Discours de Jean-Louis DEBRÉ, Assemblée nationale, du 28 novembre 2014


Il est des sujets de colloque comme des saisons ou des fleurs. Ils reviennent avec régularité.

Une régularité heureuse quant il s'agit de voir réapparaître les bourgeons puis l'été.

Une régularité plus lassante quand il s'agit de traiter de la médiocre qualité de la loi. À l'air de déjà vu, s'ajoute en effet un sentiment d'incapacité à mettre en œuvre les moyens pour remédier à la détérioration de la qualité de la loi.

Les causes de la mauvaise législation sont internes au Parlement ; elles sont également partagées avec le Gouvernement. À ces deux acteurs de réagir pour revenir sur les errements actuels.

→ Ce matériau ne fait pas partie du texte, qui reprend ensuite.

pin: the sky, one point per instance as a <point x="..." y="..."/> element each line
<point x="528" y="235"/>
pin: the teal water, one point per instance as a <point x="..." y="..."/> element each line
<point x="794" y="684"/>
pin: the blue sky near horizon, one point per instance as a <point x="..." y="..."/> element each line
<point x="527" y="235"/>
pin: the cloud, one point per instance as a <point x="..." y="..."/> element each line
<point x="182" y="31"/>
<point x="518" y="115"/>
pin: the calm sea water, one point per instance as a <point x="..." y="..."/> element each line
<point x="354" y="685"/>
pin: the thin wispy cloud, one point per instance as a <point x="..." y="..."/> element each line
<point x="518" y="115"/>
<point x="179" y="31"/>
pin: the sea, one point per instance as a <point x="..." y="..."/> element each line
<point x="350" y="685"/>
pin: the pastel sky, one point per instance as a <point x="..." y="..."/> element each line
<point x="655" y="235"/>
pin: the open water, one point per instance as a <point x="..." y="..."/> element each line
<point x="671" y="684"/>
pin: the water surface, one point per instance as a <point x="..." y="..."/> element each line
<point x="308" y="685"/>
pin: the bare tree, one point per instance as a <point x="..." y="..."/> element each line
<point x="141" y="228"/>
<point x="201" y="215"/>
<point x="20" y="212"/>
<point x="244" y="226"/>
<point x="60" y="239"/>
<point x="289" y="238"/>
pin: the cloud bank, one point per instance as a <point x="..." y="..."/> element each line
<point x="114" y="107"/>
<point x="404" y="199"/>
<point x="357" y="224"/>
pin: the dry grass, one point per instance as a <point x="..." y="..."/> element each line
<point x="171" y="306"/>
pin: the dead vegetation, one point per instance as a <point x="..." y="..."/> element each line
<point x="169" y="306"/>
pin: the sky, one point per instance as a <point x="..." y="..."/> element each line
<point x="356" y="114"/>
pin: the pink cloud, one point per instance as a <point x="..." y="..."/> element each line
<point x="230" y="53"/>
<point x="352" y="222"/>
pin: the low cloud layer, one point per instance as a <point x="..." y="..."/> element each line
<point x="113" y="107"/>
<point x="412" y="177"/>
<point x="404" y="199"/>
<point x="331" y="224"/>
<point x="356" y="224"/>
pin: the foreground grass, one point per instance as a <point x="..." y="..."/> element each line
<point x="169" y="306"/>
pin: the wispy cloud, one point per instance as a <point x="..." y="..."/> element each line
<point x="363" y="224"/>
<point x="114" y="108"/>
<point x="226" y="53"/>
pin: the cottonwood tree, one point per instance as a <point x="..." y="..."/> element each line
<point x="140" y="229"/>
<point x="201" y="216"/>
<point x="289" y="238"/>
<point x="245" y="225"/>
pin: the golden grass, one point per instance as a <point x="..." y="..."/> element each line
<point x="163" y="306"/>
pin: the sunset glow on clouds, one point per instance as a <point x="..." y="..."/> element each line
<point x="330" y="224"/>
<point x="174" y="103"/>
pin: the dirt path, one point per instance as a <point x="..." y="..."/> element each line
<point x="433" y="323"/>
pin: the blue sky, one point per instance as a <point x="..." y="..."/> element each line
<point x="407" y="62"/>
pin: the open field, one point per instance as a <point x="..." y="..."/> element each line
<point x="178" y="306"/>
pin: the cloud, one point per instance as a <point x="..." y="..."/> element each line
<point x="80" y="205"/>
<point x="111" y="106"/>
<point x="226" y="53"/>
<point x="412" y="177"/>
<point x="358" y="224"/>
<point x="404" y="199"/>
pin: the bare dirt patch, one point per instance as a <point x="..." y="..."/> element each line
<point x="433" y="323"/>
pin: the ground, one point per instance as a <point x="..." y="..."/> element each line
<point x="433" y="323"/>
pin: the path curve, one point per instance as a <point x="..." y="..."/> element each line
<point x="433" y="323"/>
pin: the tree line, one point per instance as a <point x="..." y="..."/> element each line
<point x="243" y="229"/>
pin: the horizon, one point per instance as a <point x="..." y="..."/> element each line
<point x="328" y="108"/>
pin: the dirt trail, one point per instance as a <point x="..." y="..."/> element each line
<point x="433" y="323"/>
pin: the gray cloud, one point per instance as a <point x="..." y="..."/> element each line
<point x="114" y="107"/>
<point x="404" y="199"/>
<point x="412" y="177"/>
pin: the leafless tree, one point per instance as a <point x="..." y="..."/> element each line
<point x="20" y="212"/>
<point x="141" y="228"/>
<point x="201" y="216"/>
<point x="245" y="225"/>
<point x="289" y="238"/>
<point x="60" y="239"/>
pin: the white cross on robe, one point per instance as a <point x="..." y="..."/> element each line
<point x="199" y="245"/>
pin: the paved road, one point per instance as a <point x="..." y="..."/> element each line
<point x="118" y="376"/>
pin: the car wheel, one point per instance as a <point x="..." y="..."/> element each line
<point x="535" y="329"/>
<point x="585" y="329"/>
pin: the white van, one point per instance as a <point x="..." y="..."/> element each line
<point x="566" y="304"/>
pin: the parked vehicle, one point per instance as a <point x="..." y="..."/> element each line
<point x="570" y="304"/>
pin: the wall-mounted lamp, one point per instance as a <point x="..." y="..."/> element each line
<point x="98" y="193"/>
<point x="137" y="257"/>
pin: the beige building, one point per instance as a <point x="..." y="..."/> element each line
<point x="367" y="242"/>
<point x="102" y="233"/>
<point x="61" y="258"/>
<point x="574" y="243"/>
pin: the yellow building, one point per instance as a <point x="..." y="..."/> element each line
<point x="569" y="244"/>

J'ai donc hésité à participer à ce colloque. D'autant plus que le Conseil constitutionnel n'est pas là pour se prononcer sur la qualité de la loi ni sur les moyens de l'améliorer. Il n'est pas là pour définir les moyens pour « mieux légiférer ».

Il n'est pas possible que le juge de la conformité des lois à la Constitution, c'est-à-dire principalement aux droits et libertés qu'elle garantit, fasse évoluer son rôle pour devenir l'arbitre des choix législatifs.

Mais j'ai été sensible à l'invitation du Président Bartolone et n'avais aucune envie de lui répondre négativement. J'ai aussi un attachement très particulier et fort avec cette maison.

Le thème retenu est important à défaut d'être très constitutionnel. « Mieux légiférer » est un bel objectif qui doit évidement être encouragé.

Après plusieurs orateurs, je voudrais d'abord faire avec vous un bilan de la médiocre législation (I) avant de relever que cette question a un caractère faiblement constitutionnel (II).

I – Une législation médiocre

Faire un bilan de la médiocre législation ne vise évidemment pas à se prononcer sur le fond de celle-ci. Cette appréciation est malheureusement commune aux législatures successives. Je rappelle deux chiffres pour mesurer de l'inflation que subit la loi. Ces chiffres portent sur les textes définitifs des lois promulguées dans une année, ainsi que les textes des résolutions adoptées par l'Assemblée nationale.

En 2002 le nombre de caractères de ces textes étaient de 1,87 millions.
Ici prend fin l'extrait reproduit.